12 Surprising Reasons to Celebrate Passover
Note: This is an intermission to the 3-part Passover Lamb series. Part 3: The Lamb of Revelation, is coming in just a few days, but we felt it’s important to get this message across before Passover begins this Friday evening.
The Biblical way to celebrate Passover is with a meal called a Seder. This meal is the major event of the year and may last as long as five or six hours (although it doesn’t have to.) In terms of importance, it’s like Easter, Thanksgiving and Christmas rolled into one.
Since it’s such a big deal, here’s a list of the 12 things you’ve always wanted to know about Passover but didn’t think to ask.
1. Passover is Gospel.
Gospel means “good news”, and Passover communicates the good news of the Kingdom of God. It is the story of God’s love for us, and his redemptive purpose for humanity and for all of creation. This is because the Passover story, like the Gospel message, is about being set free from slavery, sin and death, and welcomed into abundant life. This is the message that Yeshua preached (Matthew 4:23, 9:35) through his words, his works, and his death and resurrection.
2. Passover is Communal.
Passover is designed to be celebrated by everyone in the community. The liturgy of the Seder is participatory, involving as many of the attendees as possible—even the youngest child—in the experience.
3. Passover is Personal.
As noted above, if you attend a Seder you will be intimately involved. This is not a spectator sport. In the Second Temple period, you would select the lamb, live with it for 4 days, then take it to the Temple to have it slaughtered. (Leviticus 3:2-5) Then you would wrap the skin over the carcass, put the lamb over your shoulders and go home to roast it.
4. Passover is Inclusive.
It is not just for the the privileged or the elite, but for everyone—men and women, from the poorest to the wealthiest, from the youngest to the oldest. There is equal access for all. (Acts 15)

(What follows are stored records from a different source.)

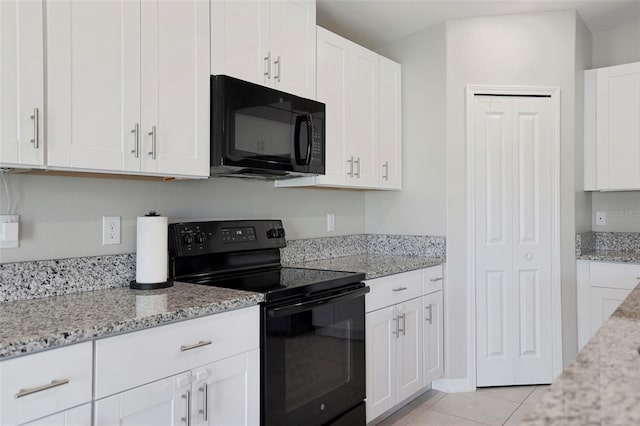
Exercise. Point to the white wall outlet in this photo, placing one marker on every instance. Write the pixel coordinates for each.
(9, 231)
(601, 218)
(331, 222)
(110, 230)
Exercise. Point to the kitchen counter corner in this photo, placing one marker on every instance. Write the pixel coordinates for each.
(33, 325)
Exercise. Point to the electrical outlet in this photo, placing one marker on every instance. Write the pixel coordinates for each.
(110, 230)
(331, 222)
(9, 231)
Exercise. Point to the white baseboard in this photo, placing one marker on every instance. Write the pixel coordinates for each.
(452, 385)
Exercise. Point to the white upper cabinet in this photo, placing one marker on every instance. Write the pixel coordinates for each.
(128, 85)
(363, 139)
(21, 83)
(267, 42)
(612, 155)
(390, 124)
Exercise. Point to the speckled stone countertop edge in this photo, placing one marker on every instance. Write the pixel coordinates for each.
(614, 256)
(69, 336)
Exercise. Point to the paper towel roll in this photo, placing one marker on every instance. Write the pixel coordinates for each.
(151, 252)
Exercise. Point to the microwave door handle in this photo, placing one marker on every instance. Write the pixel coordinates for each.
(309, 139)
(296, 139)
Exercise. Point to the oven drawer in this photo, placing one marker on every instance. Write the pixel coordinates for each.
(387, 291)
(137, 358)
(34, 386)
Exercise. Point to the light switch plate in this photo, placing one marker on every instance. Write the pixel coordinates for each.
(9, 231)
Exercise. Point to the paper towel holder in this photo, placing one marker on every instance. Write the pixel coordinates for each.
(135, 285)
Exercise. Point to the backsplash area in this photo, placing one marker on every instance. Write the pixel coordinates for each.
(44, 278)
(619, 241)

5. Passover is Enlightening.
The Exodus story is told at every Passover Seder as a reminder and as a way of teaching. Passover reveals the redemptive plan and purpose of God—the Good News—to usher in the Kingdom. As Simeon declared at the Temple, “a light for revelation to the Gentiles and for glory to your people Israel.” (Luke 2:32)
6. Passover is Multi-Sensory
The Seder experience involves all the senses—sight, hearing, tasting, feel and smell. How many times have you thought of taste or smell as being a part of our worship experience? But these are God’s way of helping us to know his goodness, and we should use them all to fully experience his presence.
7. Passover is Fun
Sure, the Passover Seder has purpose and structure, but it is fun and can even get silly at times. There are songs (ever heard that parody of Louie, Louie that goes “Pharaoh, Pharaoh, oh baby, let my people go?) and games (which kid is going to find the Afikoman, and how big will the prize be?) On top of that, there’s always a ton of food for noshing, and loud conversations with people you haven’t seen in ages.
8. Passover is Identity-Giving
Before the Exodus-Passover story, “Israel” was simply a family. Afterwards, it was a full-fledged nation with its own cultural and political identity. Later, the Passover-Resurrection story conferred an identity on Messiah’s community.
9. Passover is Redemptive
The blood of the lamb (and ultimately, that of the Lamb of God) has redeemed God’s people. The Seder celebrates the covenant God made with the Jewish people in the Exodus-Passover story and the covenant God made through Yeshua in the Passover-Resurrection Story. These redemptive covenants are unilateral, unconditional and eternal—just like the covenant God made with Abraham in Genesis 17.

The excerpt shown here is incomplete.